Start of IAP

IAP is too short man. You're telling me that we're a fourth of the way through already?

Independent Activities Period (IAP) runs during the month of January and is a period of time where MIT students get the chance to pursue individual projects. For example, some classes that are running this IAP are WebLab, bike building, generative AI and music, Pokerbots, and glassblowing. The beginner level language classes are also available, though those are quite time-intensive. I know someone who's in Japanese I and she said that it was 3 hours in class and 5 hours out of class everyday. She had to learn 40 words a day and there was a hiragana test on day 4 or something. It sounds quite fun, honestly. You're completely immersed in the language for a month and you come out with a semester's worth of knowledge. Generally the bigger IAP classes are quite a time commitment since you are learning that skill in a short four weeks. There are also smaller workshops like intro to proofwriting, learning Julia, MatLab, to name a few.

This IAP, I'm taking part of the DRP (Directed Reading Program), which is something that math departments have around the country. You pick a math textbook, you read it, and you present what you learned at the end of the program, which would be at the end of January for me. I'm also doing Battlecode with some friends. Battlecode is a coding competition where you write code for a bunch of little bots to execute in a battlefield against another team.

DRP

I'm reading The Arithmetic of Elliptic Curves by Silverman. So far I'm like 25 pages in. The first two chapters are a quick overview of algebraic geometry, of which I've been exposed to, though I don't claim to understand it very well. I still don't really understand it well. My mentor told me to get to Riemann-Roch by Sunday, and it's Saturday. I know it's only a few pages away but these pages are hard. Also understanding Riemann-Roch??? I'm just a small little freshman, why are you expecting me to understand Riemann-Roch?

One format of meme that gets me really fired up is the "English majors comforting their STEM friends when they have to read 10 pages." Huh? You try to read this book, then. "Let $R$ be a Noetherian local domain that is not a field, let $\mathfrak{m}$ be its maximal ideal, and let $k = R/\mathfrak{m}$ be its residue field." That's not even the hard part! These are just definitions.

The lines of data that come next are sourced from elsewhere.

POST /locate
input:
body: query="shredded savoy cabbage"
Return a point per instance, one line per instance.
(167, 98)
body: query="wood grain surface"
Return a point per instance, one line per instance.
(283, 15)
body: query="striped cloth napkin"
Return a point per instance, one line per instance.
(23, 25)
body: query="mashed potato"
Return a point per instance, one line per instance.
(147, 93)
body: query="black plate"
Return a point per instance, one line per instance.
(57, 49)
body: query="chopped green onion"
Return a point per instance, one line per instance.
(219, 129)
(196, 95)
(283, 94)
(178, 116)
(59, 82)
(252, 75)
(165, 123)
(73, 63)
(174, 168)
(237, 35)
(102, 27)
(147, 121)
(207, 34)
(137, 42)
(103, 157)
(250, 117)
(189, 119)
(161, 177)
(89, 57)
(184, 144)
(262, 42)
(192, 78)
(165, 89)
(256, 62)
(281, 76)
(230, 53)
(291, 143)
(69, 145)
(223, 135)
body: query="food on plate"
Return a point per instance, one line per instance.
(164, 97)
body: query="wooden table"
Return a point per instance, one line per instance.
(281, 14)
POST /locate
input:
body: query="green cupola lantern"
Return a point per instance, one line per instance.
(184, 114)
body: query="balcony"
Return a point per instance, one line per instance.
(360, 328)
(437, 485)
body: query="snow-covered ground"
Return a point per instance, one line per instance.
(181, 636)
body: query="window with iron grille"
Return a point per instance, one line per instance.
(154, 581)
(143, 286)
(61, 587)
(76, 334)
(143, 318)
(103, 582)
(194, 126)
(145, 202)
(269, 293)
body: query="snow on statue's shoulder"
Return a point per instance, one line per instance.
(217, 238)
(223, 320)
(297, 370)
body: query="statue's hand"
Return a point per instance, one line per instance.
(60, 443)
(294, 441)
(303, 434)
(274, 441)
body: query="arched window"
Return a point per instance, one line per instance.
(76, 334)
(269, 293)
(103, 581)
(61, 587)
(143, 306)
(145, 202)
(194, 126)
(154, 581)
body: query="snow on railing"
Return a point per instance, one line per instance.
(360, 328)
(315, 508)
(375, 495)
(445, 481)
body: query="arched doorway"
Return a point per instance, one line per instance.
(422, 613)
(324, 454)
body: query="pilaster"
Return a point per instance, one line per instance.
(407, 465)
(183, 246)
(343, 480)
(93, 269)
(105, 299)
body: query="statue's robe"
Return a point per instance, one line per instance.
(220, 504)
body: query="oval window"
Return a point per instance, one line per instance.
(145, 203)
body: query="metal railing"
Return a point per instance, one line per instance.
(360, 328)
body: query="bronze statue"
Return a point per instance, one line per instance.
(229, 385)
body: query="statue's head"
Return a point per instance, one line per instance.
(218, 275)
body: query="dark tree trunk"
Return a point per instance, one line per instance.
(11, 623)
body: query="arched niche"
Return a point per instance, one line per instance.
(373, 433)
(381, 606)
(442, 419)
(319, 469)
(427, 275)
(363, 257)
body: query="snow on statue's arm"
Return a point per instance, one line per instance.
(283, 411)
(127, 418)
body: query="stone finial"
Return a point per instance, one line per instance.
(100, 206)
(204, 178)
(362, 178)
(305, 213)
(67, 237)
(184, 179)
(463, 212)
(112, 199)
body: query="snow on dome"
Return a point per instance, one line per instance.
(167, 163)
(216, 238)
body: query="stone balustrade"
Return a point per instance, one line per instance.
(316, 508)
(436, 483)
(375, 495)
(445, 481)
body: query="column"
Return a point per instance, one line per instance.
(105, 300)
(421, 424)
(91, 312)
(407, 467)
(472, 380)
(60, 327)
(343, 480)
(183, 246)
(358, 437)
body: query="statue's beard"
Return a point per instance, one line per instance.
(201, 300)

This book isn't actually that dense, though these first two chapters don't give many proofs because it's supposed to be an overview of alg geo.

Thankfully, a friend of mine told me about this lecture series on YouTube by Alvaro Lozano-Robledo on elliptic curves, and I'm pretty sure this guy is just following the book. At least for the first two lectures, he goes through the exact same things as the book does. I've been trying to watch these videos, but they aren't that helpful. I guess I haven't tried very hard yet so we'll see.

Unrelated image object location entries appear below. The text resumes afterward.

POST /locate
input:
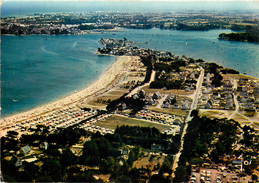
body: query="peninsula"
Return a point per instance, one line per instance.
(155, 96)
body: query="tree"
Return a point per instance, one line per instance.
(67, 158)
(123, 178)
(52, 167)
(181, 174)
(91, 153)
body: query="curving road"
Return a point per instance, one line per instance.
(193, 106)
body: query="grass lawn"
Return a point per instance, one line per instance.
(256, 125)
(177, 112)
(103, 97)
(213, 113)
(238, 76)
(145, 162)
(175, 92)
(118, 93)
(113, 121)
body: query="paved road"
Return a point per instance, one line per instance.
(193, 106)
(152, 78)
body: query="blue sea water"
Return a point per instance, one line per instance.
(36, 70)
(22, 8)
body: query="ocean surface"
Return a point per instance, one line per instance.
(36, 70)
(23, 8)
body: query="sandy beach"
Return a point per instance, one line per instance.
(106, 81)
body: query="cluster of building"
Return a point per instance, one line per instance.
(159, 117)
(88, 125)
(62, 118)
(217, 97)
(74, 23)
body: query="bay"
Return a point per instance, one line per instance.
(36, 70)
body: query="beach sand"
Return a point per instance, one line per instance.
(104, 83)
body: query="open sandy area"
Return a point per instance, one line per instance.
(106, 82)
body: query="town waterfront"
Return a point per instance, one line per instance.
(37, 69)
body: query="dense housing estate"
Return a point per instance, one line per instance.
(166, 118)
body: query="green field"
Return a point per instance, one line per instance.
(113, 121)
(177, 112)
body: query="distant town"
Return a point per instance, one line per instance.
(85, 23)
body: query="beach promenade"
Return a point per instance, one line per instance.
(103, 84)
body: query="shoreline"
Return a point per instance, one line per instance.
(105, 81)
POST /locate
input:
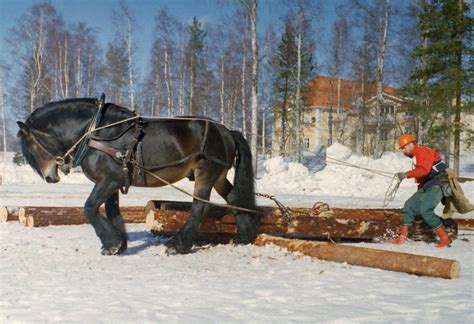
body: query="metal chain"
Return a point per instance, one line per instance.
(285, 211)
(391, 191)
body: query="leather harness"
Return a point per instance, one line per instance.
(133, 155)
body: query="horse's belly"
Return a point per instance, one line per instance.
(169, 175)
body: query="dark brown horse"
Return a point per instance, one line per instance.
(172, 149)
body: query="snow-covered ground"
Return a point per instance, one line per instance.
(56, 274)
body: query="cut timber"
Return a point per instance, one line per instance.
(373, 258)
(8, 214)
(45, 216)
(466, 224)
(166, 218)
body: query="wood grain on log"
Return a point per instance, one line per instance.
(3, 214)
(8, 214)
(45, 216)
(373, 258)
(466, 224)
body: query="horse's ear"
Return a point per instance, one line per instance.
(23, 129)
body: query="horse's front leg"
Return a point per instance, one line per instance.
(112, 211)
(110, 236)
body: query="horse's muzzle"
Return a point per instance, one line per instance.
(51, 180)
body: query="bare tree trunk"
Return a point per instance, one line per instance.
(458, 88)
(191, 90)
(254, 85)
(168, 82)
(243, 103)
(79, 74)
(283, 122)
(4, 127)
(263, 128)
(222, 90)
(361, 118)
(298, 84)
(130, 62)
(379, 77)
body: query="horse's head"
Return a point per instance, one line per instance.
(40, 151)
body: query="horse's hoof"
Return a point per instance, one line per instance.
(114, 249)
(123, 247)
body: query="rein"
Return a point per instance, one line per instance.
(92, 128)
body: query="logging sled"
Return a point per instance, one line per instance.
(116, 149)
(309, 231)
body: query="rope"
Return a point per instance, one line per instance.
(68, 152)
(391, 191)
(378, 172)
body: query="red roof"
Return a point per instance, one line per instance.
(322, 91)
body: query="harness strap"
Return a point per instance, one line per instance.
(116, 154)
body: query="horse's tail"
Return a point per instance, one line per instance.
(244, 181)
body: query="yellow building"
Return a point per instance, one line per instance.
(344, 111)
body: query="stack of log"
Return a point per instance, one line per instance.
(166, 218)
(365, 257)
(45, 216)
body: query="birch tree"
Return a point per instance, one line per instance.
(123, 18)
(250, 6)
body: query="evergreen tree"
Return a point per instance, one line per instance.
(116, 72)
(439, 88)
(196, 45)
(285, 65)
(284, 62)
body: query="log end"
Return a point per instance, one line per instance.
(3, 215)
(22, 216)
(151, 223)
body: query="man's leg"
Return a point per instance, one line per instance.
(410, 210)
(431, 199)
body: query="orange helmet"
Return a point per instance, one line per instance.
(406, 139)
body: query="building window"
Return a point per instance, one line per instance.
(306, 143)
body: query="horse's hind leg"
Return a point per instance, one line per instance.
(247, 225)
(112, 211)
(110, 236)
(182, 242)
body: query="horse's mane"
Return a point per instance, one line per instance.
(71, 104)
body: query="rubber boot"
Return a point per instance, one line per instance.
(402, 238)
(444, 239)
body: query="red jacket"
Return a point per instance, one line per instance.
(425, 159)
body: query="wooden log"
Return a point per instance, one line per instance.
(8, 214)
(3, 214)
(166, 218)
(365, 257)
(45, 216)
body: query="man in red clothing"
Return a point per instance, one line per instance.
(429, 167)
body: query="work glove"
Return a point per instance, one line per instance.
(401, 175)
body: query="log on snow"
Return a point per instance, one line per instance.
(45, 216)
(373, 258)
(166, 218)
(466, 224)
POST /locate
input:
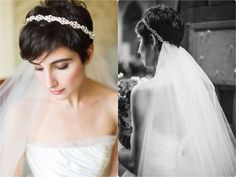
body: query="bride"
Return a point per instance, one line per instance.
(56, 114)
(179, 126)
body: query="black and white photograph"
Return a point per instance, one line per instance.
(176, 87)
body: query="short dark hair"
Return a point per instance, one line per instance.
(165, 21)
(37, 38)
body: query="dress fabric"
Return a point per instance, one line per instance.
(88, 158)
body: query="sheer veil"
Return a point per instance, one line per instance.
(186, 131)
(21, 104)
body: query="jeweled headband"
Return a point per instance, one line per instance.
(62, 21)
(152, 31)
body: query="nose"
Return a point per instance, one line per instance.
(51, 81)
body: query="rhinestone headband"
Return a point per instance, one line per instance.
(152, 31)
(62, 21)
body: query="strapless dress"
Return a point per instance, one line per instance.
(88, 158)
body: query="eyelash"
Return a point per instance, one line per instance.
(59, 68)
(62, 67)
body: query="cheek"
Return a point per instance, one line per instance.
(74, 76)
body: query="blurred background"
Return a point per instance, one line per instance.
(209, 38)
(12, 18)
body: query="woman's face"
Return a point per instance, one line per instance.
(62, 72)
(148, 53)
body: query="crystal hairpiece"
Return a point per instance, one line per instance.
(152, 31)
(62, 21)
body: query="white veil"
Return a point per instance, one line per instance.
(186, 131)
(20, 104)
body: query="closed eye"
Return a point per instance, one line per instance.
(62, 67)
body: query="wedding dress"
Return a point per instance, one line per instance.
(24, 92)
(186, 132)
(88, 158)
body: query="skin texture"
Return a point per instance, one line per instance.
(139, 105)
(84, 110)
(149, 52)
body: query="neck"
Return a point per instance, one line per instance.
(75, 100)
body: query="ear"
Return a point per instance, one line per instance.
(90, 52)
(153, 41)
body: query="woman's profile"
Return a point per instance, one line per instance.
(58, 114)
(179, 126)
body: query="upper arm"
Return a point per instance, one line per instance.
(139, 106)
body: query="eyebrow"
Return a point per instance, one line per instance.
(54, 62)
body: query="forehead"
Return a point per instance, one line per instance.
(58, 53)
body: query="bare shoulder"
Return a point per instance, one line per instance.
(108, 98)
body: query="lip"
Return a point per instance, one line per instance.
(56, 92)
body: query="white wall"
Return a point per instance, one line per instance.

I think my main problem is that I don't have a solid enough understanding of the prereqs for this book. As in, I'm familiar with the definitions but I haven't worked with them much at all. I know what a Galois group is, but that's about the extent of my knowledge. I'm a bit more fuzzy on my number fields and general number theory knowledge. Or I suppose more algebraic number theory. I think I need to do more exercises in general. Doing exercises are hard. They're active learning, whereas watching lectures is passive and easy.

Yeah, I suppose I should put in more work on this. But I also need to do Battlecode, which I haven't spent much time on at all. And to think DRP was only supposed to be closer to a 2-3 hour/day commitment.

Battlecode

I don't know Java, which is the language that this is in. I don't know how to implement coding projects. I know how to code, and I kinda know how to make stuff with code, but I am by no means a programmer. I'm doing it with some friends, and some of them know how to code, so they're going to have to carry. I'll try my best to pull my weight in the project. It's a good experience for me, to figure out how to implement ideas onto code.

I kinda regret not doing something else during IAP. For example, the generative AI and music program sounds super cool. It would be nice to pick up a new skill over IAP, which is when I think a lot of people are picking up new skills, but instead I'm spending most of my time finding a place to coop up and read a math textbook, which I could whenever.

But the DRP is nice because otherwise I would have never had the courage to pick up a math textbook and commit to it for so long. Reading math is also a skill I have to pick up. Welp, there's no regretting, since everything's already set in stone. Make the most of what you have already, I suppose. I'm also kinda worried that I won't get through a lot of this book or do a lot on Battlecode. I mean, it's been slow progress on the book, and at this rate, I'll have read 100 pages. Wait, that's kind of a lot. But also, I don't understand like a fourth of the content.

Argh, I don't know. I'll manage. I know I will.